Goldfarb stalked out of Robinsons and retrieved his bicycle from the rack in front of the pub. He couldn’t even be properly angry at Roundbush; getting angry at him was like beating the air with your fists. It accomplished nothing.

He pedaled away from the pub at a slow, deliberate pace. With several pints of Guinness in him, it was the best pace he could manage. He didn’t particularly notice the pack of punks on bicycles till they’d surrounded him. “All right, buddy, which is it? Protestant or Catholic?” one of them snarled.

If he guessed wrong, they’d stomp him for the pleasure of putting down heresy. If he guessed right, they might stomp him even so, just for the hell of it. If he laughed in their faces—what would they do then? He tried it.

They looked astonished. That made him laugh harder than ever. “Sorry, boys,” he said when he got some of his breath back. “You can’t have me. The goddamn Nazis have first claim.”

“Bloody hebe,” one of the punks muttered. They all looked disgusted. He realized he wasn’t out of the woods yet. They might decide to stomp him for spoiling their fun. But they didn’t. They rode off. Some of them threw curses over their shoulders as they went, but he’d heard worse in London.

When he got home, he spoke of that first with Naomi. She laughed. “It is better here than in England,” she said. “In England, you would have got into trouble anyhow. Here, they let you go.”

“I wasn’t what they were after, that’s all,” he answered. “That doesn’t mean they weren’t after somebody. And besides, I’ve got more important people after me.” He told his wife of what had passed with Basil Roundbush.
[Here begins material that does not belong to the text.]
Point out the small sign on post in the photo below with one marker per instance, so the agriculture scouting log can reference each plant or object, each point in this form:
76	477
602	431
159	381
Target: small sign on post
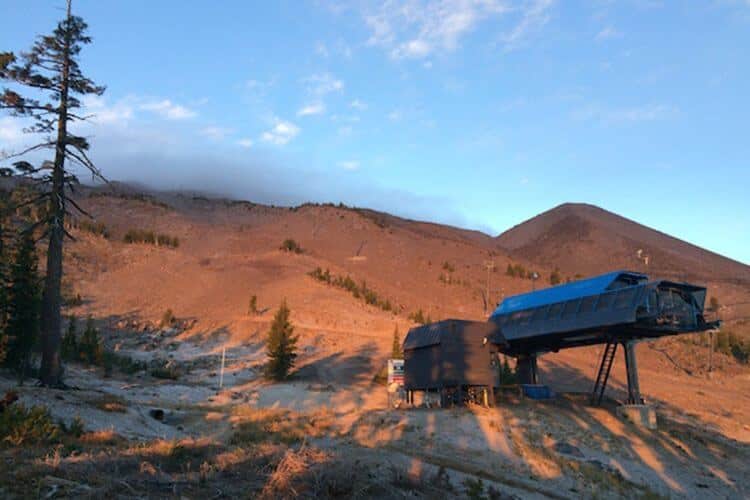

“They will help us emigrate if we must?” Naomi asked. “This could be very important.” Her family had got out of Germany just before the
Kristallnacht
. She knew everything she needed to know about leaving and not looking back.

“They’ll help me if I keep helping them,” Goldfarb said. “If I keep helping them, the Nazis are going to give it to some poor Frenchman in the neck.”

Naomi spoke with ruthless practicality. “If he is a ginger smuggler, he is not a poor Frenchman. He is much more likely to be a rich Frenchman. No one who trades with the Lizards stays poor long.”

“Truth,” Goldfarb said in the language of the Race. He returned to English: “But I still don’t want to be the one who put the
Gestapo
on his tail.”

“I don’t want a lot of the things that have happened to have happened,” his wife answered. “That does not mean I can do anything about them.”